The standard view of biology is that every normal cell copies its DNA instruction book with complete accuracy every time it divides. And thus, with a few exceptions like the immune system, cells in normal, healthy tissue continue to contain exactly the same genome sequence as was present in the initial single-cell embryo that gave rise to that individual. But new evidence suggests it may be time to revise that view.

By analyzing genetic information collected throughout the bodies of nearly 500 different individuals, researchers discovered that almost all had some seemingly healthy tissue that contained pockets of cells bearing particular genetic mutations. Some even harbored mutations in genes linked to cancer. The findings suggest that nearly all of us are walking around with genetic mutations within various parts of our bodies that, under certain circumstances, may have the potential to give rise to cancer or other health conditions.

Efforts such as NIH’s The Cancer Genome Atlas (TCGA) have extensively characterized the many molecular and genomic alterations underlying various types of cancer. But it has remained difficult to pinpoint the precise sequence of events that lead to cancer, and there are hints that so-called normal tissues, including blood and skin, might contain a surprising number of mutations —perhaps starting down a path that would eventually lead to trouble.

In the study published in Science, a team from the Broad Institute at MIT and Harvard, led by Gad Getz and postdoctoral fellow Keren Yizhak, along with colleagues from Massachusetts General Hospital, decided to take a closer look. They turned their attention to the NIH’s Genotype-Tissue Expression (GTEx) project.

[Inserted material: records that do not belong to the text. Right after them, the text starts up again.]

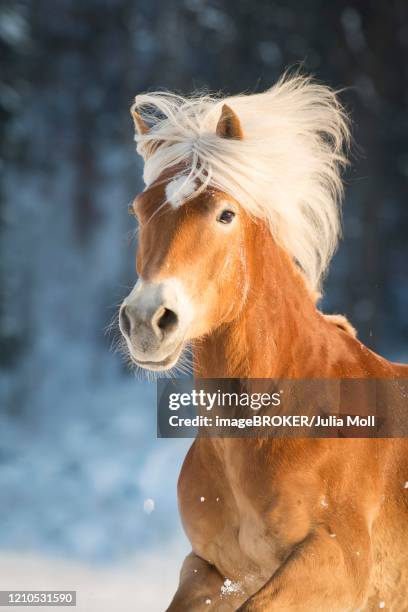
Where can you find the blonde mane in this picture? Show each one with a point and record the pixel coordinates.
(285, 170)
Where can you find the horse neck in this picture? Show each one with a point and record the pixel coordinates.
(277, 329)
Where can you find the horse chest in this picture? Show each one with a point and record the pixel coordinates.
(242, 533)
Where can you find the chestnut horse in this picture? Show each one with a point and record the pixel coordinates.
(238, 222)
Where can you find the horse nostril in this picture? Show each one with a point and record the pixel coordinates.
(167, 321)
(124, 321)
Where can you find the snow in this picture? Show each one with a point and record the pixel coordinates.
(148, 506)
(229, 587)
(127, 586)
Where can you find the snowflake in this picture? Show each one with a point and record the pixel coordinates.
(148, 506)
(230, 587)
(324, 502)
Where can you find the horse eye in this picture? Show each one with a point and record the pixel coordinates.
(226, 216)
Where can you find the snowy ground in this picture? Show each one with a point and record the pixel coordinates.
(145, 584)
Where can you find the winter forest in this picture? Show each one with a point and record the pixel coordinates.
(84, 482)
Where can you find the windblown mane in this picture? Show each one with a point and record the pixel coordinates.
(285, 170)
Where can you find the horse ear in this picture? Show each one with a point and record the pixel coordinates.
(140, 125)
(228, 125)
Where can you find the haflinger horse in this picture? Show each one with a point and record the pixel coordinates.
(237, 225)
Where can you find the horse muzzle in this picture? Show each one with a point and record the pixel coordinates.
(154, 320)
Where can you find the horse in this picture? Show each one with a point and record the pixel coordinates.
(238, 222)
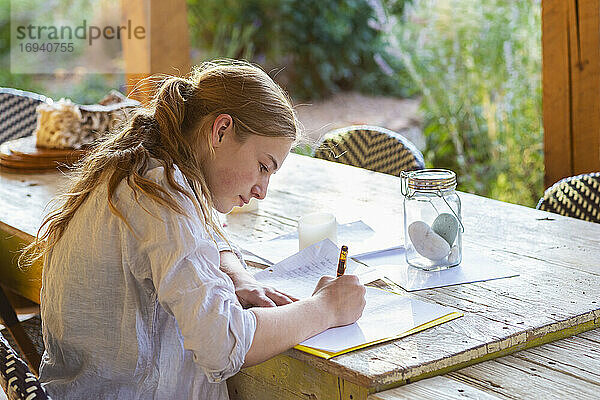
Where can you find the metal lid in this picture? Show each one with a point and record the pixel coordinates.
(430, 179)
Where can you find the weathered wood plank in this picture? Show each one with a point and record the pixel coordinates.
(283, 371)
(438, 387)
(554, 370)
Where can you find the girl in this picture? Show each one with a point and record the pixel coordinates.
(142, 295)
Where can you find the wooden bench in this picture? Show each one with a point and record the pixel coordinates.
(567, 368)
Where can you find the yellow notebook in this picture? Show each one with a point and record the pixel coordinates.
(327, 354)
(386, 315)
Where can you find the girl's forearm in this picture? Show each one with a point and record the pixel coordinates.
(280, 328)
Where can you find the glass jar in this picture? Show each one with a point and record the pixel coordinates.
(432, 219)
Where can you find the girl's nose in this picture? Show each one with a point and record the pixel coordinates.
(258, 192)
(260, 189)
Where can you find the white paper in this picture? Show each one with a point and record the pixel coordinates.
(477, 265)
(299, 274)
(358, 236)
(385, 315)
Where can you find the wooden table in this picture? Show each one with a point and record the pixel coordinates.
(555, 296)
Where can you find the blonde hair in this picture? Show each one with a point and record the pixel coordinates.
(175, 130)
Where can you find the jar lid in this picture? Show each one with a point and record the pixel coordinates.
(430, 179)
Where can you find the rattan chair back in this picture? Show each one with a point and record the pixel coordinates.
(576, 196)
(370, 147)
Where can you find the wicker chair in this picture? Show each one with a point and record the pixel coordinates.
(24, 336)
(15, 377)
(370, 147)
(17, 109)
(576, 196)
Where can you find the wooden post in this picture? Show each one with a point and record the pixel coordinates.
(571, 87)
(166, 50)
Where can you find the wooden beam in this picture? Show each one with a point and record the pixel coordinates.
(584, 41)
(571, 87)
(166, 49)
(556, 92)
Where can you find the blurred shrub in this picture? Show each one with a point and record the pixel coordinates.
(478, 68)
(318, 47)
(83, 89)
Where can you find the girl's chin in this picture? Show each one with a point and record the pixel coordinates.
(223, 208)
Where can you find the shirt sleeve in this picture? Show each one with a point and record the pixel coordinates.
(223, 246)
(184, 268)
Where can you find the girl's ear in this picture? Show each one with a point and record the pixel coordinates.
(222, 129)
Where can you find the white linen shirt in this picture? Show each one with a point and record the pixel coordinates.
(146, 317)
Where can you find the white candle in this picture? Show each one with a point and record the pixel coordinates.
(313, 228)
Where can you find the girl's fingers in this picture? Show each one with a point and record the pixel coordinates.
(279, 298)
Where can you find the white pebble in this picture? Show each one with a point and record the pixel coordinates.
(426, 242)
(453, 256)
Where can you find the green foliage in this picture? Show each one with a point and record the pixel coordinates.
(84, 89)
(317, 47)
(478, 69)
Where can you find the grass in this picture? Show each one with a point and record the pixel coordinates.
(477, 65)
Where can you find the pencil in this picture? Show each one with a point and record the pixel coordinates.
(342, 261)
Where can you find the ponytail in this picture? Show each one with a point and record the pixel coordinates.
(175, 130)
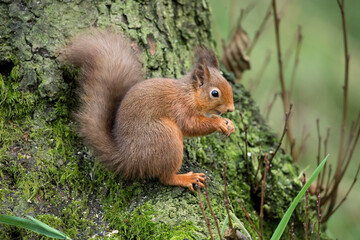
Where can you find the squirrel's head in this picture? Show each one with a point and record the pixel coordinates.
(213, 93)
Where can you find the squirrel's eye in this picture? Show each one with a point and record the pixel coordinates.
(214, 93)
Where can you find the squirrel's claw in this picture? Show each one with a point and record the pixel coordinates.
(185, 180)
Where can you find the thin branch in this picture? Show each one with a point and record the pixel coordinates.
(305, 136)
(285, 130)
(246, 156)
(267, 164)
(322, 176)
(254, 83)
(287, 115)
(306, 224)
(312, 231)
(260, 30)
(318, 187)
(227, 201)
(248, 217)
(345, 197)
(281, 77)
(202, 209)
(341, 159)
(206, 193)
(296, 63)
(269, 106)
(319, 214)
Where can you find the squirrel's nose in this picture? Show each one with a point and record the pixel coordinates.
(231, 109)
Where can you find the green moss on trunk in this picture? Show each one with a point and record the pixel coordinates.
(46, 171)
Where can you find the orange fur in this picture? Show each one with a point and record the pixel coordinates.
(136, 126)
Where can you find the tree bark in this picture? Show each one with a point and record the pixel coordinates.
(47, 172)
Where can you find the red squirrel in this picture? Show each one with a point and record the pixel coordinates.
(136, 126)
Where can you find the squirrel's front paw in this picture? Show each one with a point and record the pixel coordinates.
(230, 125)
(226, 126)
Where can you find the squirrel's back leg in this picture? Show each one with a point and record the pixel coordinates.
(183, 180)
(171, 176)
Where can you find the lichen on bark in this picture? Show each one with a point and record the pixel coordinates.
(46, 171)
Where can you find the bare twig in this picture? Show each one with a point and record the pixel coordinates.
(269, 106)
(248, 217)
(255, 82)
(284, 94)
(263, 195)
(202, 209)
(312, 230)
(328, 215)
(322, 176)
(285, 130)
(206, 193)
(341, 159)
(260, 30)
(246, 156)
(227, 201)
(306, 224)
(287, 115)
(291, 232)
(319, 214)
(296, 63)
(305, 136)
(318, 187)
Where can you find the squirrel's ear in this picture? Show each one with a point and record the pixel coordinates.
(204, 54)
(201, 74)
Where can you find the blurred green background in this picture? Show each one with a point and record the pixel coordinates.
(318, 83)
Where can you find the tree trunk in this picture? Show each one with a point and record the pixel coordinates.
(47, 172)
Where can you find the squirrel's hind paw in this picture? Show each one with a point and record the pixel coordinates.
(184, 180)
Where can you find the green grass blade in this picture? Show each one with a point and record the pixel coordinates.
(33, 225)
(284, 221)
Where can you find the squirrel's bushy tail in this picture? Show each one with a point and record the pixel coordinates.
(109, 68)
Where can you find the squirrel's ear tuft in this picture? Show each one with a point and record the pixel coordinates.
(201, 74)
(205, 54)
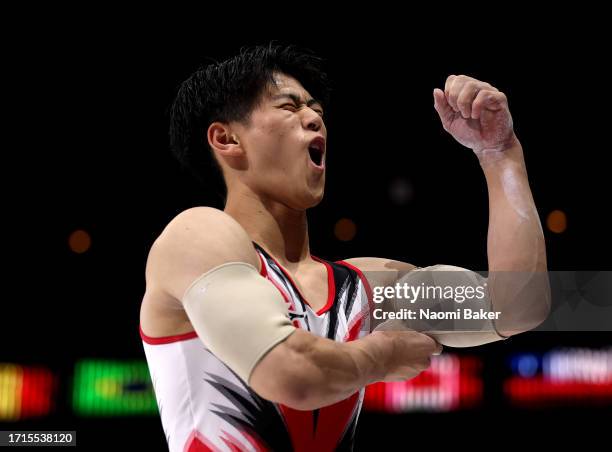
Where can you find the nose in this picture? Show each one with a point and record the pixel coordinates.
(313, 121)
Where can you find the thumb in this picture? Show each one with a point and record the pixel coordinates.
(441, 105)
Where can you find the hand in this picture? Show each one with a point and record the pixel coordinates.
(411, 353)
(476, 114)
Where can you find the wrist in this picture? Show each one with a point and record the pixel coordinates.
(510, 151)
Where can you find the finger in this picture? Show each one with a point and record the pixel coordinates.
(433, 347)
(454, 89)
(491, 100)
(466, 97)
(439, 349)
(442, 107)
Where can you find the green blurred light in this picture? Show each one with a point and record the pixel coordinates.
(113, 388)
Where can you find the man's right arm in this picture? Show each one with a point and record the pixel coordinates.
(189, 260)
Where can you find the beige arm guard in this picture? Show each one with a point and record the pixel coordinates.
(238, 314)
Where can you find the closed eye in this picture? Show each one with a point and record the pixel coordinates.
(295, 107)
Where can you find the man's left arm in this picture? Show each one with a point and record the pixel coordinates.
(477, 115)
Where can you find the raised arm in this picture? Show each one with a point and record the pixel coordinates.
(477, 115)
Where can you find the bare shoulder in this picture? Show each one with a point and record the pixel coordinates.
(195, 241)
(380, 271)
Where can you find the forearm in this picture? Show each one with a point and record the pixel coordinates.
(308, 372)
(515, 244)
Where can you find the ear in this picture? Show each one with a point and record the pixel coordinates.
(223, 140)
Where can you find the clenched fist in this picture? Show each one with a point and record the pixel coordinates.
(475, 113)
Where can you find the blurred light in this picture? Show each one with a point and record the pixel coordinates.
(79, 241)
(525, 365)
(25, 392)
(401, 191)
(557, 221)
(345, 229)
(113, 388)
(452, 382)
(568, 377)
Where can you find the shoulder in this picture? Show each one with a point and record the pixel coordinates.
(195, 241)
(380, 271)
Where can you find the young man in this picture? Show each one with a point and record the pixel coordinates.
(252, 342)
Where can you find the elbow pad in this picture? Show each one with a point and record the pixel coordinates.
(238, 314)
(450, 326)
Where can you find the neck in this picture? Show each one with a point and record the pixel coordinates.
(280, 230)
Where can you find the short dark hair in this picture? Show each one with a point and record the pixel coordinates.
(230, 91)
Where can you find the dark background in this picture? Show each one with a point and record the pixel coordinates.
(87, 149)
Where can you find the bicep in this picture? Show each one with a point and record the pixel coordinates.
(193, 243)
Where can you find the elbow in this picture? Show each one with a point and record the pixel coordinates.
(528, 315)
(291, 389)
(287, 377)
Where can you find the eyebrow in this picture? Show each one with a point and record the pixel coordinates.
(297, 99)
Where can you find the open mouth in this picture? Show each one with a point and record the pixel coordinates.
(316, 155)
(316, 149)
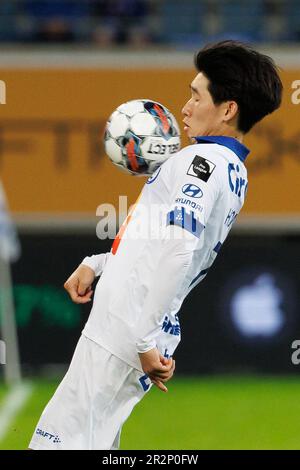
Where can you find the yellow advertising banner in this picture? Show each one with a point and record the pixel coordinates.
(51, 152)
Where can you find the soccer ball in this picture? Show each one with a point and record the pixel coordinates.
(140, 135)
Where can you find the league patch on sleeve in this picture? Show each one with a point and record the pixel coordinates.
(201, 168)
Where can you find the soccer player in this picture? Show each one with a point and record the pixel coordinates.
(133, 329)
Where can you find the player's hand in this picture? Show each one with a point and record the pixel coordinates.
(79, 284)
(157, 367)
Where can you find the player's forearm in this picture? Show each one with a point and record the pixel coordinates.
(173, 265)
(96, 262)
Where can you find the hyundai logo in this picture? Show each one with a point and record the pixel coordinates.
(192, 190)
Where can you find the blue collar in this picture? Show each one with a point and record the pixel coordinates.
(239, 149)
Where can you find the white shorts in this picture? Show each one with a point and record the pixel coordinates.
(91, 403)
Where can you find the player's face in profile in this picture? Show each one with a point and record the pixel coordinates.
(201, 115)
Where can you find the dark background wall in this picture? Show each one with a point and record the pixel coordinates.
(242, 318)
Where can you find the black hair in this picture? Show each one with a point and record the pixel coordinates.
(237, 72)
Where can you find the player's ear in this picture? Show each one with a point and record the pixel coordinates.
(231, 109)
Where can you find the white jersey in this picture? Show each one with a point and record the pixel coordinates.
(152, 266)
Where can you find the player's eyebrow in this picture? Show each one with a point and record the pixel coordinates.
(194, 89)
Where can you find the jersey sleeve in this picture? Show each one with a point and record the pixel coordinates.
(190, 205)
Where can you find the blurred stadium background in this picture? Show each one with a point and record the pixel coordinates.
(65, 66)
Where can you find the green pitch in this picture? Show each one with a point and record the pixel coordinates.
(196, 413)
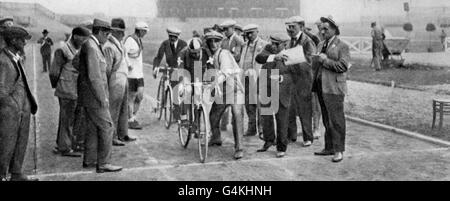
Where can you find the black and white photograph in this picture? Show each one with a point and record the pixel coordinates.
(224, 91)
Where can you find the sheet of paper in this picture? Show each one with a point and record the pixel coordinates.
(295, 55)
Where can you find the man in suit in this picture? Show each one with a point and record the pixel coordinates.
(134, 48)
(5, 22)
(46, 50)
(94, 96)
(253, 47)
(233, 43)
(16, 105)
(64, 77)
(117, 81)
(302, 97)
(330, 68)
(377, 45)
(228, 75)
(279, 118)
(171, 48)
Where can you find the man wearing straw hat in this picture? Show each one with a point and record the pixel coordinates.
(16, 105)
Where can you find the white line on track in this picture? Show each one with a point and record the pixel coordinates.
(269, 160)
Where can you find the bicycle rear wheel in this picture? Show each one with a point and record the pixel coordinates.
(203, 137)
(184, 131)
(160, 99)
(168, 116)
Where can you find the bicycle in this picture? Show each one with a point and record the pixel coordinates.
(197, 113)
(164, 101)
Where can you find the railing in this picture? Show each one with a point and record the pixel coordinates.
(447, 44)
(358, 45)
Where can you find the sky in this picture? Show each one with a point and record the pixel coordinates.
(109, 7)
(341, 10)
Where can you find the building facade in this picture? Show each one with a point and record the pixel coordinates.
(228, 8)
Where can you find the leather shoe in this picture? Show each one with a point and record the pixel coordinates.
(90, 165)
(238, 154)
(21, 177)
(71, 153)
(266, 147)
(324, 153)
(307, 144)
(212, 143)
(134, 125)
(338, 157)
(281, 154)
(129, 139)
(108, 168)
(118, 143)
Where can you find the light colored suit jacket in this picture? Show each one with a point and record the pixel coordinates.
(334, 68)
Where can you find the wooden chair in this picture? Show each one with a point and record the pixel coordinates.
(441, 107)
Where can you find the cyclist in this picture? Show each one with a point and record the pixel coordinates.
(170, 48)
(228, 77)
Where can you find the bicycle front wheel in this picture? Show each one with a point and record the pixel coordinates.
(203, 137)
(160, 99)
(184, 131)
(168, 111)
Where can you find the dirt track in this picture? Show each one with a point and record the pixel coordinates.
(372, 154)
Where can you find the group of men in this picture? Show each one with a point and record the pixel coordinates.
(238, 60)
(98, 79)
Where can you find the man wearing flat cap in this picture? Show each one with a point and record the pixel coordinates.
(330, 84)
(94, 96)
(233, 43)
(134, 49)
(64, 77)
(171, 48)
(251, 48)
(46, 50)
(16, 105)
(117, 81)
(302, 97)
(5, 22)
(275, 126)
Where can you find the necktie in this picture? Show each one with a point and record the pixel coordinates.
(325, 47)
(293, 40)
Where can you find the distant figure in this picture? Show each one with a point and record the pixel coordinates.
(377, 45)
(46, 50)
(443, 36)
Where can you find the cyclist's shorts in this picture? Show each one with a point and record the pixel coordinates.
(134, 84)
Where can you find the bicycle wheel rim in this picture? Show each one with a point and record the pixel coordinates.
(168, 109)
(159, 99)
(202, 138)
(183, 133)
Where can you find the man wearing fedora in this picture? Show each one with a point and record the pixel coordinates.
(302, 97)
(251, 48)
(171, 48)
(46, 50)
(330, 84)
(5, 22)
(233, 43)
(94, 96)
(117, 81)
(134, 48)
(64, 77)
(16, 105)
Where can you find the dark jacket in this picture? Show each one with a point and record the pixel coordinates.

The GTEx is a comprehensive public resource that shows how genes are expressed and controlled differently in various tissues throughout the body. To capture those important differences, GTEx researchers analyzed messenger RNA sequences within thousands of healthy tissue samples collected from people who died of causes other than cancer.

Getz, Yizhak, and colleagues wanted to use that extensive RNA data in another way: to detect mutations that had arisen in the DNA genomes of cells within those tissues. To do it, they devised a method for comparing those tissue-derived RNA samples to the matched normal DNA. They call the new method RNA-MuTect.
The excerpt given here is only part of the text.